Parce que ça ridiculise encore un peu plus la Corée du Nord
Sans lever trop le voile sur cette histoire, dont les personnages portent des noms impossibles qui leur vont à merveille, disons que Jean Echenoz va finir par nous emmener dans une certaine dictature asiatique. La description de Pyongyang, ses hôtels pour des touristes inexistants, ses privilège accordés à l'élite, ses mises en scène sont si cocasses qu'on en oublierait qu'elles sont bien réelles. Alors que Kim Jong-un fait l'andouille avec ses essais nucléaires, Envoyée spéciale montre, si besoin était, l'absurdité de ce pays qui se parodie tout seul, et l'incapacité de la communauté internationale à réagir pour libérer son peuple.

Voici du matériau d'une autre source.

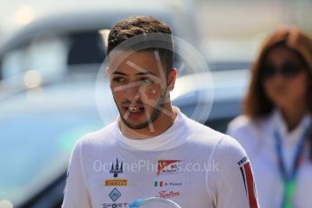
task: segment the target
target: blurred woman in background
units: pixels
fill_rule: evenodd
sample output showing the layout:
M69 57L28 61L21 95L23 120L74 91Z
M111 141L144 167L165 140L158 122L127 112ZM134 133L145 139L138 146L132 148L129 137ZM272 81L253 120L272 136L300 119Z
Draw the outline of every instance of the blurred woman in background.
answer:
M262 208L312 207L312 40L280 29L262 45L243 115L228 134L246 149Z

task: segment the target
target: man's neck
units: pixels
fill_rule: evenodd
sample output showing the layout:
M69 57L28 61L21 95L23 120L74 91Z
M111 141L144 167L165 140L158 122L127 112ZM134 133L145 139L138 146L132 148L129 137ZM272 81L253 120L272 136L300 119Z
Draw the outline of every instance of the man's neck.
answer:
M165 110L162 110L159 117L147 128L141 129L134 129L128 127L122 119L118 121L118 127L121 133L134 139L143 139L156 137L166 131L175 122L177 112L169 106Z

Parce qu'il prouve qu'on peut faire de la bonne littérature avec la comédie
Le succès de La Septième fonction du langage, de Laurent Binet, avait ouvert une voie que ce merveilleux roman ne fait que confirmer. Celle d'une littérature française contemporaine non plus nombriliste et misérabiliste, mais drôle et intelligente, imprévisible et pétillante, écrite avec un souci constant du mot juste, qui plaira aussi bien aux lecteurs de Guillaume Musso que d'Emmanuel Carrère. On pensait ce genre de roman réservé aux Britanniques depuis P.G. Wodehouse ; Jean Echenoz lui donne un nouveau souffle français qu'on n'attendait plus.